本研究では、2023年4月~2025年4月まで継続的にセンサーカメラでニホンザルが海岸に訪れたタイミングを記録するとともに、並行して行った海藻類の生育状況の調査結果からニホンザルにとっての海藻類の利用可能性を評価することで、ニホンザルの海岸利用頻度が高いときには海藻類の利用可能性が高いことを示しました。
IMG_2380▲2025年日本ベントス学会・日本プランクトン学会合同大会で
ポスター発表を行う大山さん①
IMG_2366_edit▲2025年日本ベントス学会・日本プランクトン学会合同大会で
ポスター発表を行う大山さん②
【大山雄太郎さんのコメント】
この度は、2025年日本ベントス学会・日本プランクトン学会合同大会の学生優秀発表賞をいただくことができ、大変光栄に思います。
私はこの研究を行うにあたって、人とのつながりを強く感じてきました。私の研究は一人でできるものではなく、海洋ベントス学研究室や動物生態学研究室の皆様、調査のたびに乗船させていただいた船会社や黄金山神社の職員の方々といった多くの方に支えていただきました。そのため、関わっていただいた方々に恩返しをするためにも良いものを作り上げたいという思いが強かったので、今回の受賞を大変うれしく思います。

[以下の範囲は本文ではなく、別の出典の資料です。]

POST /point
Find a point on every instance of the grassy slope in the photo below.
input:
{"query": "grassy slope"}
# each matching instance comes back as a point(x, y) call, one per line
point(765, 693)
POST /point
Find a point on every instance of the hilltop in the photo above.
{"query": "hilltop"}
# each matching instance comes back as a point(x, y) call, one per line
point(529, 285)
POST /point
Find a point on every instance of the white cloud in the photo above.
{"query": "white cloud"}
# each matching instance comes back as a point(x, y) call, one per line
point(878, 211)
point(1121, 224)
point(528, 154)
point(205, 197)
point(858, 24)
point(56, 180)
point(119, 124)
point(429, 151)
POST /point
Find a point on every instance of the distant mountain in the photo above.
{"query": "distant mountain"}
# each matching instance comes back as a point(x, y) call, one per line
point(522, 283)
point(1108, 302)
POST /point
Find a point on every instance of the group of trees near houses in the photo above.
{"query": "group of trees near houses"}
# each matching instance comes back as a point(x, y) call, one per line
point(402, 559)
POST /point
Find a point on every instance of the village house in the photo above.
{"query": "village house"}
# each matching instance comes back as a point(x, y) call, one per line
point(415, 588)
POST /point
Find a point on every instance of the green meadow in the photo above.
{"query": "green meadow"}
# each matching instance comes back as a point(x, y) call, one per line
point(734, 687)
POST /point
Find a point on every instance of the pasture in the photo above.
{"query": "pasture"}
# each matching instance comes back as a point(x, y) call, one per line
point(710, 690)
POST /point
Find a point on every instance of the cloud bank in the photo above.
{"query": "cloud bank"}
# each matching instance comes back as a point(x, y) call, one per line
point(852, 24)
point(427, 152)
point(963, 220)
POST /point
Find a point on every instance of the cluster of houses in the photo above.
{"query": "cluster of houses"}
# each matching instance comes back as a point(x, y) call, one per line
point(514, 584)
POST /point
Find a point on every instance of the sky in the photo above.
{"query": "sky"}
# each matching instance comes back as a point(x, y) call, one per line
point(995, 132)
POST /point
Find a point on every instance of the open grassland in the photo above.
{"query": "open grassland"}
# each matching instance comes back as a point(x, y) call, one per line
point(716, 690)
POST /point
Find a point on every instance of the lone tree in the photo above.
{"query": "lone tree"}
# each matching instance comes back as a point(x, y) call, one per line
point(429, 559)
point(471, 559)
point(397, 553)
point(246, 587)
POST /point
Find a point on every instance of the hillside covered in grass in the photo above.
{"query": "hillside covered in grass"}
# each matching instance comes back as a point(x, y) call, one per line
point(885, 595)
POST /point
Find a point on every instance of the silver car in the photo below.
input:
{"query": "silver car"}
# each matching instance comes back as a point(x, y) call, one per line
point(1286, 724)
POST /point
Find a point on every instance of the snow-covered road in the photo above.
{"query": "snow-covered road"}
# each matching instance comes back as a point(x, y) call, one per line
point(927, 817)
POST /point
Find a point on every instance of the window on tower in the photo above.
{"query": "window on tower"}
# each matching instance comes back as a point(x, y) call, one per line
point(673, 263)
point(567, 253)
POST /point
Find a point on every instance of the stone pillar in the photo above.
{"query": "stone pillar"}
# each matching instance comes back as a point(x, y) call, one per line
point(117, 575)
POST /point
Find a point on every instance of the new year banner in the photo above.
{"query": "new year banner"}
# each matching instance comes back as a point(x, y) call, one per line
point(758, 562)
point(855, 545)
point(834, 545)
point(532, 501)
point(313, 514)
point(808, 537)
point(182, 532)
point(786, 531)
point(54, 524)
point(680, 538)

私は大学院修了後、教員になることを目標に日々生活してきました。そのため、現在に至るまで、研究活動を通して伝わりやすい話し方やスライド・ポスターのデザインについても学んできました。今回の発表は培ってきた能力を余すことなく発揮でき、今後、教育現場に出るにあたっての大きな自信につながるものとなりました。私の研究はこれで終わりではなく、サルの海産物採食について解明したい部分やより深めた部分が残っています。これからも研究活動に励み、結果を積み重ね、新しい発見ができるように日々精進して参ります。